La majorité des autres nomades numériques ne sont dans le pays qu’avec des visas touristiques de 30 jours, et s’ils voulaient rester, ils devaient normalement partir et revenir tous les mois.

D’autres ont des visas qui limitent leur capacité à travailler ou déclarent que tout l’argent, y compris celui gagné à l’étranger, est soumis à l’impôt indonésien.

L’économie de Bali bénéficiera de ce déménagement qui permettra aux visiteurs de s’installer et de faire des affaires plus facilement depuis l’Indonésie. Selon la ministre du Tourisme Sandiaga Uno, 4,4 millions de nouveaux emplois seront créés en Indonésie d’ici 2024.

« Je suis de plus en plus convaincu que le nombre de touristes étrangers intéressés par un séjour en Indonésie va augmenter et aura automatiquement un impact sur la relance économique », dit-il.

Plus de 3 000 étrangers ont utilisé le visa B211A pour travailler en tant que nomades numériques depuis janvier de cette année.

Les principaux pays d’origine sont la Russie, le Royaume-Uni et l’Allemagne, mais M. Uno affirme que l’Indonésie a l’intention de promouvoir le nouveau système dans d’autres pays comme l’Australie, la Malaisie et Singapour.
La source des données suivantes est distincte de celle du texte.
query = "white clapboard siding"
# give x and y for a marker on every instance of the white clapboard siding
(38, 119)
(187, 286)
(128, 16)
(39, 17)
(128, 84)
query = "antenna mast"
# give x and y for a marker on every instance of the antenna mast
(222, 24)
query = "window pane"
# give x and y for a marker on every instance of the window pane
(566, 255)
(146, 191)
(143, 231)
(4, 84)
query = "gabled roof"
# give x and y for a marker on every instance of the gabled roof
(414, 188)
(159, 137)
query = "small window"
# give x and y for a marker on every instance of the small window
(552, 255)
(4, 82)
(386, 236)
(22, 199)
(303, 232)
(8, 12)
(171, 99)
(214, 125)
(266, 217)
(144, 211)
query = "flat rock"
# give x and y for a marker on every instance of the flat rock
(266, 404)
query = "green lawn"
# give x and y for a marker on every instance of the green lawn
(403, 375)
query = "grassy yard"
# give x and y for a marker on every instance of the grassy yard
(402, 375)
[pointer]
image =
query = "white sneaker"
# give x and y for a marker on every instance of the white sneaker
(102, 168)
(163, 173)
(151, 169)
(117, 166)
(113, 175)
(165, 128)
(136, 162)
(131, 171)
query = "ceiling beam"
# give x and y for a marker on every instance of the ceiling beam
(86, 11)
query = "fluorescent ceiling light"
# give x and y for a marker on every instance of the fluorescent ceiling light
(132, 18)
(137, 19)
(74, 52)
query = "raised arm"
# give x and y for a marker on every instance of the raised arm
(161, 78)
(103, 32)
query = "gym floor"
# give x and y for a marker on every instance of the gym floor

Il existe des idées distinctes pour un visa de résidence secondaire à plus long terme qui permettrait aux expatriés plus âgés de vivre en Indonésie.

Cependant, tout le monde n’est pas content. D’autres citoyens balinais, en particulier les propriétaires d’hôtels à Canggu, ont exprimé leur opposition à l’invasion des nomades numériques.

Plus de 8 000 personnes ont récemment signé une pétition pour protester contre le bruit excessif et les comportements grossiers associés à l’expansion des discothèques et des clubs de plage, qui s’adressent principalement aux étrangers.